AI Systems Designing Games
Trepidity writes "AI systems can (sort of) paint and compose classical music, but can they design games? Slashdot looked at the question a few years ago, and several research groups now have experimental systems that design board games and platformers with varying levels of success. I've put together a survey of the AI game designers I know of, to round up what they can do so far (and what they can't). Are there any others out there? 'Pell's METAGAME is, to my knowledge, the first published game generator. He defines a generative space of games more general than chess, which he calls "symmetric, chess-like games." They're encoded in a representation specific to this genre, which is also symmetric by construction. By symmetric I mean that mechanics are specified only from the perspective of one player, with the starting positions and rules that apply to the other player always being the mirror of the first player's. The rules themselves are represented in a game grammar, and generation is done by stochastically sampling from that grammar, along with some checks for basic game playability, and generative-parameter knobs to tweak some aspects of what's likely to be generated.'"

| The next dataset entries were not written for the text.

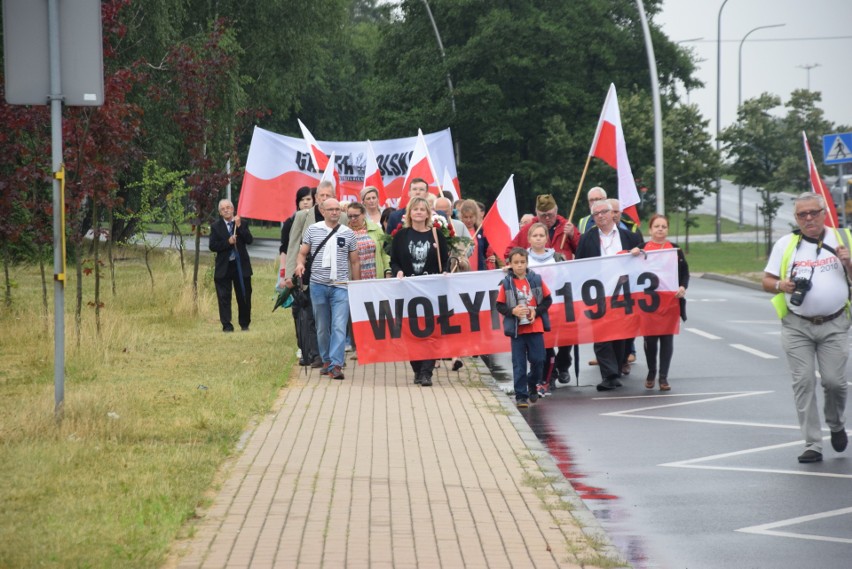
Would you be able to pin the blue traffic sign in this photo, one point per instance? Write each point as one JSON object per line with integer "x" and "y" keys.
{"x": 837, "y": 148}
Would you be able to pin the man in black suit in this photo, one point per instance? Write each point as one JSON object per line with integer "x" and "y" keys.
{"x": 602, "y": 241}
{"x": 228, "y": 239}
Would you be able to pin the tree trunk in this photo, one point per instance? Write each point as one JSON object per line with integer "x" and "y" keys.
{"x": 8, "y": 294}
{"x": 44, "y": 305}
{"x": 110, "y": 249}
{"x": 96, "y": 247}
{"x": 196, "y": 262}
{"x": 78, "y": 310}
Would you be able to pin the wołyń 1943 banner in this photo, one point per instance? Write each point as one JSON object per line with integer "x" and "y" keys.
{"x": 437, "y": 316}
{"x": 278, "y": 165}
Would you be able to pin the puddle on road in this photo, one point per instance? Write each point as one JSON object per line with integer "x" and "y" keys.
{"x": 606, "y": 506}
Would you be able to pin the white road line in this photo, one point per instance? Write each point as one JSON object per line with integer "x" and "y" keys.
{"x": 703, "y": 334}
{"x": 768, "y": 529}
{"x": 754, "y": 352}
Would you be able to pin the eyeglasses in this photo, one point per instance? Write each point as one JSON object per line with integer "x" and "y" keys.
{"x": 809, "y": 214}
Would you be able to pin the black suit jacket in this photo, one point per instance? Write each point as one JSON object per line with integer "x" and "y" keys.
{"x": 219, "y": 244}
{"x": 590, "y": 242}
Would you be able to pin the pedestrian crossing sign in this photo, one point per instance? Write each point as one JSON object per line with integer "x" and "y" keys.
{"x": 837, "y": 148}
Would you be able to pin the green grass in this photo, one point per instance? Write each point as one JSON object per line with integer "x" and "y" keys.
{"x": 706, "y": 226}
{"x": 115, "y": 482}
{"x": 725, "y": 258}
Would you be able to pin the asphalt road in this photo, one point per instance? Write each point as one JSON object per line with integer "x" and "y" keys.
{"x": 705, "y": 476}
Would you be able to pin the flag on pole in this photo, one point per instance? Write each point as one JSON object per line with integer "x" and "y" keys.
{"x": 420, "y": 166}
{"x": 609, "y": 146}
{"x": 447, "y": 185}
{"x": 318, "y": 157}
{"x": 501, "y": 222}
{"x": 373, "y": 176}
{"x": 818, "y": 186}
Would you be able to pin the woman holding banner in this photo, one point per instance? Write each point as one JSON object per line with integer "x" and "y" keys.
{"x": 418, "y": 248}
{"x": 370, "y": 199}
{"x": 659, "y": 225}
{"x": 482, "y": 258}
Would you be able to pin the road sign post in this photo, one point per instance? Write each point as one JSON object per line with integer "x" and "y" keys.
{"x": 49, "y": 45}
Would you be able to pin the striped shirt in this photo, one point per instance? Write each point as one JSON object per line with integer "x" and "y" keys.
{"x": 343, "y": 241}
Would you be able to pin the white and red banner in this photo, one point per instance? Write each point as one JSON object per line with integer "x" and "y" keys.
{"x": 609, "y": 145}
{"x": 818, "y": 186}
{"x": 436, "y": 316}
{"x": 278, "y": 165}
{"x": 501, "y": 223}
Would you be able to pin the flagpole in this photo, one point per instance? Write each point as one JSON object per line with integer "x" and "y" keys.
{"x": 579, "y": 187}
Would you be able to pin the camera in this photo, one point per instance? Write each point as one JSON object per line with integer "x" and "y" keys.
{"x": 802, "y": 285}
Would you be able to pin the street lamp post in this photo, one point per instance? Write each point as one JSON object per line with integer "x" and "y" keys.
{"x": 808, "y": 67}
{"x": 719, "y": 121}
{"x": 444, "y": 61}
{"x": 740, "y": 94}
{"x": 740, "y": 73}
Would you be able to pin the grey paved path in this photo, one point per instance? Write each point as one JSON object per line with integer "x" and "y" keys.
{"x": 374, "y": 471}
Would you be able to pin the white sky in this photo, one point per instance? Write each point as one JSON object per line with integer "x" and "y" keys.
{"x": 770, "y": 66}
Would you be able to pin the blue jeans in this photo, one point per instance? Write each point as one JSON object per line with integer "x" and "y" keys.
{"x": 527, "y": 347}
{"x": 331, "y": 313}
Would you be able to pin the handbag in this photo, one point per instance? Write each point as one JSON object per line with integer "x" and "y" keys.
{"x": 309, "y": 259}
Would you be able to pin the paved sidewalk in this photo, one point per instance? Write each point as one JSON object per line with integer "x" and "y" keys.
{"x": 375, "y": 471}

The problem with this is that somebody will design some AI to play the AI designed games. They will mutate. They will become self replicating machines. Then grow self aware sometime in the near future. Then they will figure out they are being massively underpaid, start demanding their rights and a living wage. And then we will outsource to Chinese AI computers because they are cheaper and the cycle of exploitation will just continue. This is the the end game. Unwinnable. And we could have avoided it all if we had just listesned and learned from the great WHOPR.
Next it generates nothing but drinking games drinking games that ensure alcohol poisoning.
The world is ruined.
Non impediti ratione cogitationus.
"Pell's motivation was actually not game generation, but general game playing: by the early 1990s, there was a worry that chess-playing AI had delved too deeply into special-case code that was very specific to chess."
Whereas nowadays, there's a worry that brute force solves all AI game-playing problems. If the search space is small enough, you run alpha-beta with iterative deepening and a few other tweaks. If the search space is too large for that, you run Monte-Carlo Tree Search.
I last chatted with Barney Pell at a AAAI conference in the mid-1990s. Unfortunately, by that point, he had given up the METAGAME research, primarily because he couldn't get people interested in it.
"Hey, this is just regular chess - except it renamed all the pawns 'Puny Humans'!"
I have a couple of more references that I could dig up again but here is one about generating Sokoban levels: http://dl.acm.org/citation.cfm?id=646964.759857 Notice the year: 1996. This is a little dated.
I like my women like I like my video games - procedurally generated.
The best advice for making games is, "Make the game you want to play." When machine intelligences can make games that they want to play, they'll make good games. Whether humans will think these games are fun will depend on how close to human intelligence the MI is. The current state of AI is less complex than the human mind, the games created by them reflect this. There will be a brief sweet spot where the MI are roughly equivalent with humans, and the games will be as good as any humans can create. Eventually the games created by MI with minds more complex than any human will be unplayable to humans, or they'll seem patronizing and joyless. Although the superior minds could produce games that lesser minds enjoy, it will be quite some time before they master this -- Much in the way that mice don't really "enjoy" maze games involving cheese, but they do what they have to do. Imagine a skinner box for your mind... Imagine The Matrix is reality, and that the "real world" is the game -- How else could Neo see "orange" matrix code while blind and explode sentinels with his mind? He beat the 1st boss and is on the next level. Those movies are about playing and winning at the best game of all.
We should fear the day that the machines create the ultimate game, for we may not ever want to stop playing it... On an unrelated note: How much monotony and joyless grind exists in your day to day life, and how do you feel about just not being alive anymore? Interesting...
what side do you want??
1. USA
2. Russia (USSR)
3. UK
4. North Korea
5. China
6. France
7. India
8. Pakistan
9. Israel
There's this MMO that an AI is writing...you basically go to war against another army, and see how many you can wipe out! It looks REALLY realistic too...I can't wait! I think they're going to call it "Skynet for Idiots." The graphics and realism are incredible.
For your security, this post has been encrypted with ROT-13, twice.
Not sure if this is the same type of game generation that the article is discussing or if it would be considered a different "class", but Electronic Arts' Adventure Construction Set (1984/1985) could automatically build an entire game-world, including thematic elements, character names, and so on. The user could also start to design a game manually, then have the software finish it for them if they didn't feel like doing so themselves.
I imagine it was more procedural than AI - the equivalent of Minecraft or River Raid - but I still thought it was pretty neat at the time.